1
votes

I'm trying to round hours using pyspark and udf.

The function works properly in python but not well when using pyspark.

The input is :

date = Timestamp('2016-11-18 01:45:55') # type is pandas._libs.tslibs.timestamps.Timestamp

def time_feature_creation_spark(date):
    return date.round("H").hour

time_feature_creation_udf = udf(lambda x : time_feature_creation_spark(x), IntegerType())

enter image description here

Then I use it in the function that feeds spark :

data = data.withColumn("hour", time_feature_creation_udf(data["date"])

And the error is :

TypeError: 'Column' object is not callable

The expected output is just the closest hour from the time in the datetime (e.g. 20h45 is closest to 21h, so returns 21)

2

2 Answers

9
votes

A nicer version than /3600*3600 is using the built-in function date_trunc

import pyspark.sql.functions as F
return df.withColumn("hourly_timestamp", F.date_trunc("hour", df.timestamp))

other formats besides hour are

year’, ‘yyyy’, ‘yy’, ‘month’, ‘mon’, ‘mm’, ‘day’, ‘dd’, ‘hour’, ‘minute’, ‘second’, ‘week’, ‘quarter’

5
votes

You can't just apply a pyspark udf on a pandas dataframe.

If you want to do this conversion in spark, you need to convert the pandas dataframe to a spark data frame first.

date1 = Timestamp('2016-11-18 01:45:55')
date2 = Timestamp('2016-12-18 01:45:55')
df = pd.DataFrame({"date": [date1, date2]})

data = sqlContext.createDataFrame(df)

Then to calcualte the rounded hour, you don't need a UDF. This line would do the trick.

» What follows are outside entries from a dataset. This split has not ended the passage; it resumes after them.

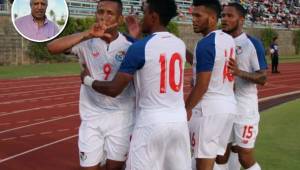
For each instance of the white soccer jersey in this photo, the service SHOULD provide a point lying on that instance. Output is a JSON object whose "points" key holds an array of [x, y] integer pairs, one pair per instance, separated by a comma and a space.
{"points": [[157, 63], [212, 54], [250, 58], [103, 61]]}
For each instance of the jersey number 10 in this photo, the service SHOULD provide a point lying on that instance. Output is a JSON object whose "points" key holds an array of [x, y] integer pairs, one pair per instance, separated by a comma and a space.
{"points": [[171, 69]]}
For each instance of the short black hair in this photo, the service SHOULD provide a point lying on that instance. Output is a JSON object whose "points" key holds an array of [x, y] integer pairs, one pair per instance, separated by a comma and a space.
{"points": [[211, 4], [241, 10], [166, 9], [119, 2]]}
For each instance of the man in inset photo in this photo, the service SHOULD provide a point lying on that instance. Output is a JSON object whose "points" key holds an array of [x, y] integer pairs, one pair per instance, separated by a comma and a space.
{"points": [[36, 26]]}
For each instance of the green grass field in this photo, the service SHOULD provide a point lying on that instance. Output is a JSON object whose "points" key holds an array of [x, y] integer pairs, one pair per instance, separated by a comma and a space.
{"points": [[286, 59], [278, 144]]}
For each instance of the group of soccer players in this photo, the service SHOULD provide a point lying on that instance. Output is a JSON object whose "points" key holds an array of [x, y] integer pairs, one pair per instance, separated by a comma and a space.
{"points": [[131, 102]]}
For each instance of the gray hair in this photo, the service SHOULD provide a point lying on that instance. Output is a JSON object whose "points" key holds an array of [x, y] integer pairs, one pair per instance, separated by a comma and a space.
{"points": [[31, 2]]}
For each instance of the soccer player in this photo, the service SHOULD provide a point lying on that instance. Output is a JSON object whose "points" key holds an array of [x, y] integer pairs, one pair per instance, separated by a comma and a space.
{"points": [[160, 138], [106, 122], [250, 69], [211, 101]]}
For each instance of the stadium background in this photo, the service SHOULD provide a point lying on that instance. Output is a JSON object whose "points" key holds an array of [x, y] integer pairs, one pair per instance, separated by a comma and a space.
{"points": [[282, 16]]}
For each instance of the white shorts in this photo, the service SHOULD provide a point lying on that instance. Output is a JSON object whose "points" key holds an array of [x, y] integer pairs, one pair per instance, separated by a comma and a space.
{"points": [[210, 134], [105, 138], [160, 147]]}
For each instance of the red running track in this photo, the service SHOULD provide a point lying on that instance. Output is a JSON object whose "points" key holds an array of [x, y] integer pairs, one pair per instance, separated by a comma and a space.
{"points": [[39, 118]]}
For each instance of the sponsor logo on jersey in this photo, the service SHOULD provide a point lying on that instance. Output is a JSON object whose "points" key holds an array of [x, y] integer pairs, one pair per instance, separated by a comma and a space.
{"points": [[120, 56], [83, 156]]}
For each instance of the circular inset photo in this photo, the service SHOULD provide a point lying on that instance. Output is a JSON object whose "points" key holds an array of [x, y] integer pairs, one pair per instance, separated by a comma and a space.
{"points": [[39, 20]]}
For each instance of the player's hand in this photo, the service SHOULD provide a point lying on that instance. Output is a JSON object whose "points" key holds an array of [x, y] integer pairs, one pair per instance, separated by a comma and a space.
{"points": [[133, 26], [99, 30], [84, 72], [232, 65]]}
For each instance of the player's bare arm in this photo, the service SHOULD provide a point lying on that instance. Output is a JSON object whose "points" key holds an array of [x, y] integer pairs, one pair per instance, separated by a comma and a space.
{"points": [[189, 57], [258, 77], [110, 88], [200, 88], [64, 44]]}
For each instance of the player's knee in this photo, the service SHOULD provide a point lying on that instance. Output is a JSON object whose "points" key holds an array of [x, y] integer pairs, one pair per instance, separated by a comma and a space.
{"points": [[246, 157]]}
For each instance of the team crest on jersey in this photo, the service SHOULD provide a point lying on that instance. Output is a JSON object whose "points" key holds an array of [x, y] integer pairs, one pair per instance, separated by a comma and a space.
{"points": [[83, 156], [120, 56], [95, 54], [238, 50]]}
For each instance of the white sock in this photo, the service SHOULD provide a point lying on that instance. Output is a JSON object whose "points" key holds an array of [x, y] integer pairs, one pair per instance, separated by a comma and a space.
{"points": [[233, 162], [254, 167], [220, 167]]}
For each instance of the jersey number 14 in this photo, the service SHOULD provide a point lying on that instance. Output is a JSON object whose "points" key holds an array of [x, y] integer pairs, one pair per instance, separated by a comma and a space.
{"points": [[171, 70]]}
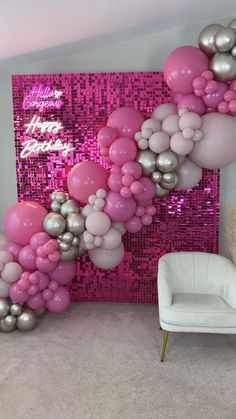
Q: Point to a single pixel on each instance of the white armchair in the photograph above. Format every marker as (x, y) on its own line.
(196, 293)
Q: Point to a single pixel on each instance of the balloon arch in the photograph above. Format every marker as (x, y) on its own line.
(148, 158)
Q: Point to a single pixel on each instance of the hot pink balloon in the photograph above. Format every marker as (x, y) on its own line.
(27, 258)
(182, 66)
(218, 146)
(118, 208)
(23, 220)
(64, 272)
(85, 179)
(126, 120)
(106, 259)
(148, 191)
(122, 150)
(60, 301)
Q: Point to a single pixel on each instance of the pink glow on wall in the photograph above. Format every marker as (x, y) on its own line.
(186, 220)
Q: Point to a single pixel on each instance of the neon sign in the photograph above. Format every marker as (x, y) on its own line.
(43, 98)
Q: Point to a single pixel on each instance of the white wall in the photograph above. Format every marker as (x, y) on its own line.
(147, 53)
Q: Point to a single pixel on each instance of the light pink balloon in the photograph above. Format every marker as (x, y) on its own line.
(218, 146)
(119, 209)
(60, 301)
(11, 272)
(27, 258)
(112, 239)
(122, 150)
(106, 259)
(126, 120)
(180, 145)
(98, 223)
(23, 220)
(189, 175)
(159, 141)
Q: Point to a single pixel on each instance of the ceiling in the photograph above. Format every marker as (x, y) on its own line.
(28, 26)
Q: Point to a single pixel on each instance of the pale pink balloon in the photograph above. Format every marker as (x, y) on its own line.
(126, 120)
(11, 272)
(122, 150)
(180, 145)
(112, 239)
(27, 258)
(218, 146)
(60, 301)
(164, 110)
(106, 259)
(98, 223)
(159, 141)
(23, 220)
(118, 208)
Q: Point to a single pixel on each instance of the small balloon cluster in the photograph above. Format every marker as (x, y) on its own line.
(204, 78)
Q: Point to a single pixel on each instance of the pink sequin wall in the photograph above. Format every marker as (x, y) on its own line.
(186, 220)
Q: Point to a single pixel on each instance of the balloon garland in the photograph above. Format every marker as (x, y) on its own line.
(148, 158)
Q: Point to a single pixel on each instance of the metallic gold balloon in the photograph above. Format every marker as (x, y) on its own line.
(223, 65)
(16, 309)
(167, 161)
(147, 159)
(75, 223)
(69, 207)
(160, 192)
(225, 39)
(6, 329)
(54, 224)
(4, 307)
(206, 39)
(26, 320)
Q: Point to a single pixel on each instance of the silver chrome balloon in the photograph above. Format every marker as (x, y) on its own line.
(54, 224)
(167, 161)
(206, 39)
(26, 320)
(147, 159)
(223, 65)
(75, 223)
(69, 207)
(225, 39)
(4, 307)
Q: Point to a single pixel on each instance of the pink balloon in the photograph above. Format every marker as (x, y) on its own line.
(64, 272)
(59, 302)
(218, 146)
(189, 175)
(134, 225)
(27, 258)
(122, 150)
(36, 301)
(106, 259)
(106, 136)
(182, 66)
(85, 179)
(118, 208)
(11, 272)
(14, 249)
(148, 191)
(126, 120)
(23, 220)
(193, 104)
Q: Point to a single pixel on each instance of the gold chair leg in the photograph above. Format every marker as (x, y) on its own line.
(165, 339)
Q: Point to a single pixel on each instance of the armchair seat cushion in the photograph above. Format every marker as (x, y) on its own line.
(199, 310)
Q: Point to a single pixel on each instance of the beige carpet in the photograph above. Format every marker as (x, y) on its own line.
(101, 361)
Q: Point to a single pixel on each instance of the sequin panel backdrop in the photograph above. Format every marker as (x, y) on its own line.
(185, 220)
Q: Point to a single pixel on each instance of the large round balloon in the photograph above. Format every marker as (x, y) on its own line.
(182, 66)
(23, 220)
(218, 146)
(85, 179)
(126, 120)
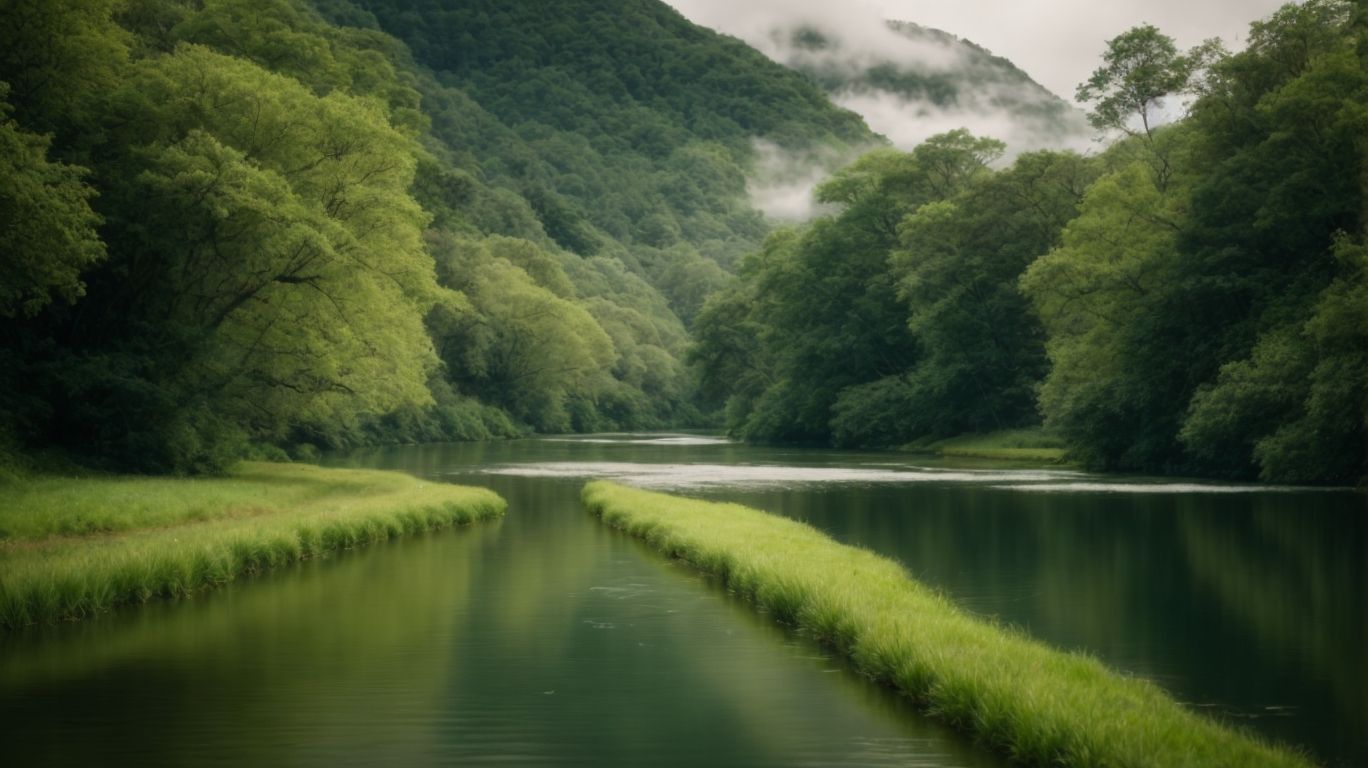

result = data.withColumn("hour", hour((round(unix_timestamp("date")/3600)*3600).cast("timestamp")))

What it does is:

  1. convert the timestamp to unix time in seconds using unix_timestamp()
  2. divide it by 3600 to hours, round it, and multiply the 3600 back
  3. cast the unix time back to normal timestamp using cast()
  4. extract the hour using hour() funcition

Spark uses it's own datatypes, so a pandas._libs.tslibs.timestamps.Timestamp would be converted to a pyspark.sql.types.TimestampType when you convert the pandas dataframe to spark dataframe, so pandas functions don't work anymore.